Freitag, 2. April 2021

Das Mär über die bedingungslose Liebe

Irgendwie habe ich das Gefühl, dass es da ein riesiges Missverständnis gibt. Bedingungslose Liebe. Den anderen so sein lassen, wie er eben ist. So weit, so gut. Viele implizieren da aber, dass sie damit alles ertragen und erdulden müssen, was andere tun, dass sie alles über sich ergehen lassen müssen, zurückstecken, so lange an sich herumoptimieren, bis man den anderen sein lassen kann, bis man nicht mehr wütend wird, wenn der andere halt so ist, wie er ist.

Diese Idee ist ungefähr so schlau, wie die Hand ins Feuer zu halten und sich zu sagen, dass man nur lange genug meditieren muss, bis es nicht mehr weh tut. Jeder halbwegs vernünftige Mensch nimmt die Hand aus dem Feuer oder hält sie gar nicht erst rein. Meine Unversehrtheit und mein Wohlergehen dürfen bei dieser bedingungslosen Liebe schon durchaus einen Stellenwert finden. Dieses Bedingungslose-Liebe-Ding gilt nämlich auch mir selbst gegenüber.

Ja, für meine Begriffe ist bedingungslose Liebe tatsächlich, dass man den anderen komplett so lässt, wie er ist. ABER ich darf auch so sein, wie ich bin und aus dem So-Sein des anderen meine Konsequenzen ziehen. Ich muss nicht bleiben, mich verrenken und dann klein beigeben, nur damit ich auch auf jeden Fall und unter allen Umständen diese "verdammte" bedingungslose Liebe lebe. Aus meiner Sicht, ist das eine der größten Licht-und-Liebe-Fallen der spirituellen Welt. Eine herrliche Gelegenheit zur Selbstkasteiung im Namen des Gutmenschentums.

Von meinem Gegenüber kommt eine klare Ansage, dass er diese und jene Werte leben möchte, dass er dieses und jenes Verhalten von seinen Mitmenschen wünscht. Super. Wenn ich das aber nicht erfüllen kann und will, weil das bedeuten würde, dass ich mich dabei selbst verrate, Krieg gegen mich führe, mich verbiegen oder verstellen muss, anstrengen muss, oder in sonst irgendeiner Form, nicht ich sein kann, dann hat das seine Berechtigung. Wenn ich mir Zusammenleben und Beziehung ganz anders vorstelle, ist das eben auch so.

Meine Werte und Vorstellungen von einem Miteinander sind genauso anzuerkennen, wie die des anderen. Da stehen zwei gleichwertige Wesen und wenn da kein Konsens zustande kommt, der eine Win-Win-Situation ist, dann passt es eben nicht. Man muss sich nicht einigen. Man darf sich durchaus auch zweinigen. (Ich liebe dieses Wort von Vera F. Birkenbihl!)

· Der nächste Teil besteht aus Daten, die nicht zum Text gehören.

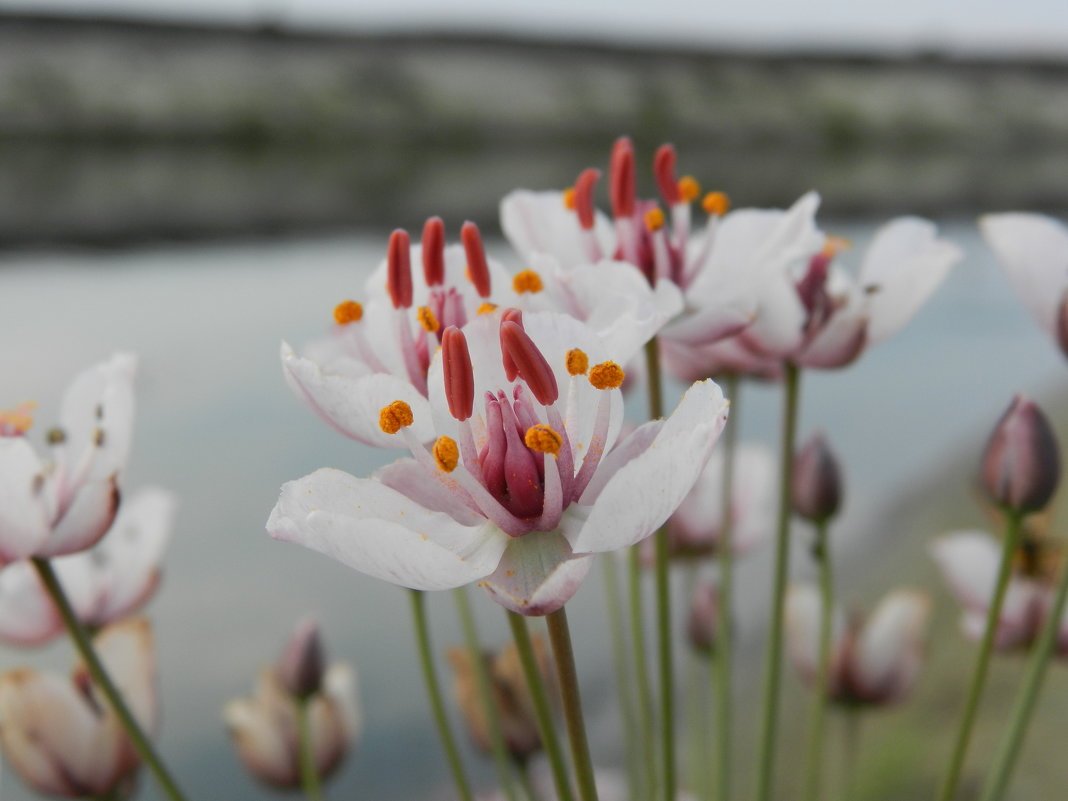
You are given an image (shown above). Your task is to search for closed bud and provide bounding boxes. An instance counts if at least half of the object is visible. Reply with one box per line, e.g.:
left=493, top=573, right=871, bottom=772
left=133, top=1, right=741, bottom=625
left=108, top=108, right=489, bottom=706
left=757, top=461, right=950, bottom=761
left=794, top=431, right=842, bottom=524
left=278, top=618, right=326, bottom=698
left=980, top=395, right=1061, bottom=515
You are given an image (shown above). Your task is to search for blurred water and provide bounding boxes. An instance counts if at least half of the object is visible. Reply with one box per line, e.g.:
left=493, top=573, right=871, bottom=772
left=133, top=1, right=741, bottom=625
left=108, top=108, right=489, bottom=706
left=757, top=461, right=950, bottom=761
left=0, top=221, right=1063, bottom=801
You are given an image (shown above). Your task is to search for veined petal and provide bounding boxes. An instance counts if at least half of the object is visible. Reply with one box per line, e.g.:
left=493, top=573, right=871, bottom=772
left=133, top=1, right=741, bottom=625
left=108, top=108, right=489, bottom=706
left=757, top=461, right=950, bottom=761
left=267, top=468, right=508, bottom=590
left=281, top=343, right=434, bottom=447
left=481, top=531, right=593, bottom=616
left=571, top=380, right=728, bottom=553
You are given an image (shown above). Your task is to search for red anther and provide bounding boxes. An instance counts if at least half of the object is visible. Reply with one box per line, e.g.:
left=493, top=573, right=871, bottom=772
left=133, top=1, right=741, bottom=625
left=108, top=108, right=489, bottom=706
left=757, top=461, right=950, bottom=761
left=386, top=229, right=411, bottom=309
left=653, top=144, right=678, bottom=207
left=609, top=137, right=638, bottom=219
left=501, top=321, right=560, bottom=406
left=460, top=222, right=491, bottom=298
left=575, top=167, right=600, bottom=231
left=441, top=326, right=474, bottom=421
left=423, top=217, right=445, bottom=286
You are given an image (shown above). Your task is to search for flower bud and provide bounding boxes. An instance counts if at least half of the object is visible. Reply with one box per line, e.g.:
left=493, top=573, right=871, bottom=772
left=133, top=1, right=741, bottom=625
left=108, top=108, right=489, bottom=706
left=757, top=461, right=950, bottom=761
left=278, top=618, right=326, bottom=698
left=794, top=431, right=842, bottom=524
left=980, top=395, right=1061, bottom=515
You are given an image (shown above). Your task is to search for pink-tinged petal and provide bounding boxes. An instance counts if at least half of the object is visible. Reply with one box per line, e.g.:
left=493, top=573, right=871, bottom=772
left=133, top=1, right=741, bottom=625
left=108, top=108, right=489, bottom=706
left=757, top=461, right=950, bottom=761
left=860, top=217, right=961, bottom=345
left=571, top=380, right=728, bottom=553
left=0, top=437, right=51, bottom=567
left=60, top=354, right=137, bottom=478
left=282, top=343, right=434, bottom=447
left=481, top=531, right=593, bottom=616
left=850, top=590, right=930, bottom=702
left=979, top=214, right=1068, bottom=339
left=36, top=475, right=119, bottom=556
left=267, top=468, right=508, bottom=590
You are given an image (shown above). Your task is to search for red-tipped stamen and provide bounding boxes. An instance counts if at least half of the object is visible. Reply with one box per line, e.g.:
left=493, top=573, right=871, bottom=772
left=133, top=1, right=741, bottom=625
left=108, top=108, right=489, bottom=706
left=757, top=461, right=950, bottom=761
left=386, top=229, right=411, bottom=309
left=423, top=217, right=445, bottom=286
left=441, top=326, right=474, bottom=421
left=501, top=321, right=560, bottom=406
left=460, top=222, right=492, bottom=298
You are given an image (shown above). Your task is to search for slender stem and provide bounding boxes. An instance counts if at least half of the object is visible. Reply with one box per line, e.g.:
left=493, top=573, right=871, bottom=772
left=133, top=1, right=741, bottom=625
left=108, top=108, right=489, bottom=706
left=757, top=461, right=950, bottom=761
left=979, top=542, right=1068, bottom=801
left=756, top=362, right=800, bottom=801
left=600, top=553, right=644, bottom=801
left=803, top=521, right=834, bottom=801
left=293, top=698, right=323, bottom=801
left=453, top=586, right=518, bottom=801
left=938, top=512, right=1023, bottom=801
left=627, top=546, right=658, bottom=799
left=508, top=610, right=575, bottom=801
left=645, top=337, right=676, bottom=801
left=32, top=556, right=192, bottom=801
left=408, top=590, right=474, bottom=801
left=545, top=607, right=597, bottom=801
left=712, top=373, right=741, bottom=801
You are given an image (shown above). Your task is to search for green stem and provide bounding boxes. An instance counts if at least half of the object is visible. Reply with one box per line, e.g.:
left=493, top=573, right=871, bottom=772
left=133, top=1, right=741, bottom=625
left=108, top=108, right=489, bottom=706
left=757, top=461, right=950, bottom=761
left=712, top=373, right=741, bottom=801
left=508, top=610, right=575, bottom=801
left=453, top=586, right=518, bottom=801
left=803, top=521, right=834, bottom=801
left=756, top=362, right=800, bottom=801
left=545, top=607, right=597, bottom=801
left=979, top=546, right=1068, bottom=801
left=938, top=512, right=1023, bottom=801
left=293, top=698, right=323, bottom=801
left=32, top=556, right=191, bottom=801
left=408, top=590, right=474, bottom=801
left=600, top=553, right=643, bottom=801
left=645, top=337, right=675, bottom=801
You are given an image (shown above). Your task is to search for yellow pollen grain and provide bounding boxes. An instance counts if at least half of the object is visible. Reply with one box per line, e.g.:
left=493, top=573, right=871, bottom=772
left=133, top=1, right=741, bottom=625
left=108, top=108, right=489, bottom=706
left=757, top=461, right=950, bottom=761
left=643, top=208, right=664, bottom=231
left=590, top=362, right=627, bottom=390
left=676, top=175, right=701, bottom=203
left=431, top=437, right=460, bottom=473
left=512, top=270, right=545, bottom=295
left=701, top=192, right=731, bottom=217
left=378, top=401, right=415, bottom=434
left=567, top=348, right=590, bottom=376
left=523, top=423, right=564, bottom=457
left=334, top=300, right=363, bottom=326
left=415, top=305, right=441, bottom=333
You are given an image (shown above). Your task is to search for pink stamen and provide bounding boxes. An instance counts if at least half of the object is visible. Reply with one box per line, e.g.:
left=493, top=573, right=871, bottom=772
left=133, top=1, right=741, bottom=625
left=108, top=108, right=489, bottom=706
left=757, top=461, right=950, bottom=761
left=423, top=217, right=445, bottom=286
left=460, top=222, right=492, bottom=298
left=386, top=229, right=411, bottom=309
left=501, top=320, right=560, bottom=406
left=441, top=326, right=474, bottom=421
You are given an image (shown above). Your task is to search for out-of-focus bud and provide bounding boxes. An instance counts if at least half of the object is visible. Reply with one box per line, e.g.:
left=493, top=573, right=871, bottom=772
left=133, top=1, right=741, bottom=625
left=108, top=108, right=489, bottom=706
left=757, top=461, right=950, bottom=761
left=980, top=395, right=1061, bottom=515
left=0, top=619, right=157, bottom=798
left=278, top=618, right=326, bottom=698
left=449, top=637, right=557, bottom=763
left=686, top=581, right=720, bottom=654
left=794, top=431, right=842, bottom=525
left=223, top=624, right=361, bottom=788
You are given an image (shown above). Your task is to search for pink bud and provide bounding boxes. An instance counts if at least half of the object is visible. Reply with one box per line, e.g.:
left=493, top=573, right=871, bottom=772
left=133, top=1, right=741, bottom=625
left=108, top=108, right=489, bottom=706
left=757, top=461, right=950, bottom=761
left=980, top=395, right=1061, bottom=515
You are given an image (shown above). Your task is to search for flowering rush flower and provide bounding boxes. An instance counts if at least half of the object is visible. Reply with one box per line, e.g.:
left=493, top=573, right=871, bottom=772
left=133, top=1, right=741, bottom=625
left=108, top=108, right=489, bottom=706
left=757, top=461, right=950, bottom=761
left=979, top=213, right=1068, bottom=363
left=786, top=584, right=930, bottom=705
left=267, top=310, right=727, bottom=615
left=0, top=488, right=174, bottom=645
left=930, top=531, right=1068, bottom=656
left=0, top=354, right=136, bottom=567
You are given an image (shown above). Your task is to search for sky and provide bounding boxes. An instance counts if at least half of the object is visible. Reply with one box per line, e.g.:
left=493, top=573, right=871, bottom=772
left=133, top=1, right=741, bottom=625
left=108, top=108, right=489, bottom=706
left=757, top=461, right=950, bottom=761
left=6, top=0, right=1068, bottom=53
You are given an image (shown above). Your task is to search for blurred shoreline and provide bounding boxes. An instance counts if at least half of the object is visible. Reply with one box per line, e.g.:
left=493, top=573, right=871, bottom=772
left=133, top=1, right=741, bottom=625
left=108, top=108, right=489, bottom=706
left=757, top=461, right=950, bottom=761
left=0, top=13, right=1068, bottom=248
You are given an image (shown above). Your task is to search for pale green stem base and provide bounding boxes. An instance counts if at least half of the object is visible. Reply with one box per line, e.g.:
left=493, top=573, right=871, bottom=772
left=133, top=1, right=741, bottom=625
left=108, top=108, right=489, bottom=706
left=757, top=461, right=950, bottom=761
left=938, top=513, right=1023, bottom=801
left=408, top=590, right=474, bottom=801
left=32, top=556, right=185, bottom=801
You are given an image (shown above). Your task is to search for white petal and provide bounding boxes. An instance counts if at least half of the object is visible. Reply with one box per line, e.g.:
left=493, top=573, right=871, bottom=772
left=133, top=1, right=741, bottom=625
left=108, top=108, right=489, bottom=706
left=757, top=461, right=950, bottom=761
left=571, top=380, right=728, bottom=553
left=267, top=468, right=507, bottom=590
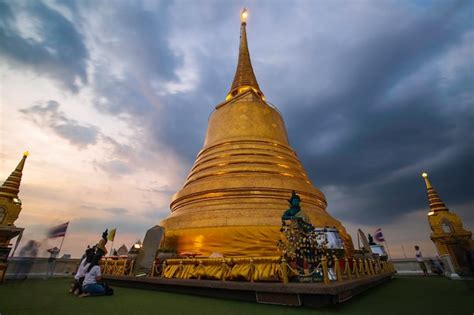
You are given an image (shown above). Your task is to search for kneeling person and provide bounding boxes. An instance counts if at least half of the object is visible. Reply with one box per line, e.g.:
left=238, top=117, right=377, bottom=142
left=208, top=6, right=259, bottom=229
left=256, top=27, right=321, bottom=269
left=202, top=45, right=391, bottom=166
left=81, top=255, right=105, bottom=297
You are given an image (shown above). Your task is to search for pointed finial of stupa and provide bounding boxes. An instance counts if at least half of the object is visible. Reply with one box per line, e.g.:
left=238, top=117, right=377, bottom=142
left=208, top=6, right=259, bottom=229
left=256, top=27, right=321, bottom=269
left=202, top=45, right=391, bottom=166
left=0, top=151, right=29, bottom=198
left=226, top=9, right=264, bottom=100
left=421, top=172, right=432, bottom=189
left=421, top=172, right=449, bottom=215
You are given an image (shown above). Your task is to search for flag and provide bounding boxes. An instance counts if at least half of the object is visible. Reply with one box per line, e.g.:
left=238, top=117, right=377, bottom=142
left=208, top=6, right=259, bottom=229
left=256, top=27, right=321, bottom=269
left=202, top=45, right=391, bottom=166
left=107, top=228, right=117, bottom=242
left=48, top=222, right=69, bottom=238
left=374, top=228, right=385, bottom=242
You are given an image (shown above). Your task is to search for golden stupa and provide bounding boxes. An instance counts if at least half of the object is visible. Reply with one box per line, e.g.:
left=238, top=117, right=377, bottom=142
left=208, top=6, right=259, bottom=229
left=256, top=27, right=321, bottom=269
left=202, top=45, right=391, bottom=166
left=160, top=10, right=353, bottom=256
left=421, top=173, right=474, bottom=273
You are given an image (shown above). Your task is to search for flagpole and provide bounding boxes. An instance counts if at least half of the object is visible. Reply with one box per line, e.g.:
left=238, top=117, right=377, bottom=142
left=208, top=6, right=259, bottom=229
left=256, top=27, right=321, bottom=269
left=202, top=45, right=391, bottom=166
left=51, top=222, right=69, bottom=277
left=383, top=240, right=392, bottom=259
left=402, top=245, right=407, bottom=258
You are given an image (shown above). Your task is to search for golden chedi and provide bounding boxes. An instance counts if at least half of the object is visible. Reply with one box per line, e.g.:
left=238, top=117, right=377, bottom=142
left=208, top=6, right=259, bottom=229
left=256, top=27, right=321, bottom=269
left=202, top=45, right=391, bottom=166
left=421, top=173, right=474, bottom=273
left=160, top=10, right=353, bottom=256
left=0, top=152, right=28, bottom=283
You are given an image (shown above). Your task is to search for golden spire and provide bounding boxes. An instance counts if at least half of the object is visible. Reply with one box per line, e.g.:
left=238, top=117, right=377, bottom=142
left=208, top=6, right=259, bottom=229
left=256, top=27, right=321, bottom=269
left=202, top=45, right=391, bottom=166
left=226, top=9, right=263, bottom=100
left=0, top=151, right=29, bottom=198
left=421, top=172, right=449, bottom=215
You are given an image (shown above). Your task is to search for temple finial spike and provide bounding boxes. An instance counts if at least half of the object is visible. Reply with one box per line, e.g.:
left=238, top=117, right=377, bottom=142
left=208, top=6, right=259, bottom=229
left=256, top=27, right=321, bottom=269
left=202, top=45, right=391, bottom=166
left=226, top=9, right=264, bottom=100
left=240, top=8, right=249, bottom=24
left=421, top=172, right=432, bottom=189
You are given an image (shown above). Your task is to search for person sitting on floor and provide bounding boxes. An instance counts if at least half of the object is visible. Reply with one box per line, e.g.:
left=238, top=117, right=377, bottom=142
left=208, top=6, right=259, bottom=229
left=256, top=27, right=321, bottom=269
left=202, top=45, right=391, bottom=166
left=70, top=246, right=95, bottom=295
left=80, top=254, right=106, bottom=297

Bedingungslos Liebe, die universelle Liebe, die Schöpfung, Gott, das Leben würde mich niemals dazu zwingen, mich selbst zu verraten.

Und nein, du wirst nicht einsam und alleine enden, weil du dann völlig inkompatibel bist und zu speziell und anspruchsvoll, zu komisch und eigen. Nein, du musst nicht von Glück reden, wenn es überhaupt jemand nur ansatzweise mit dir aushält. Du darfst den Anspruch haben, dich zu 100% zum Ausdruck zu bringen und keinen Millimeter verstellen zu müssen. Du darfst vollumfassend deine wahre Natur leben und es wird die Menschen geben, die dich genau dafür feiern und lieben und mehr davon wollen, die dich schätzen, ohne dass du einen Eiertanz vollführen musst.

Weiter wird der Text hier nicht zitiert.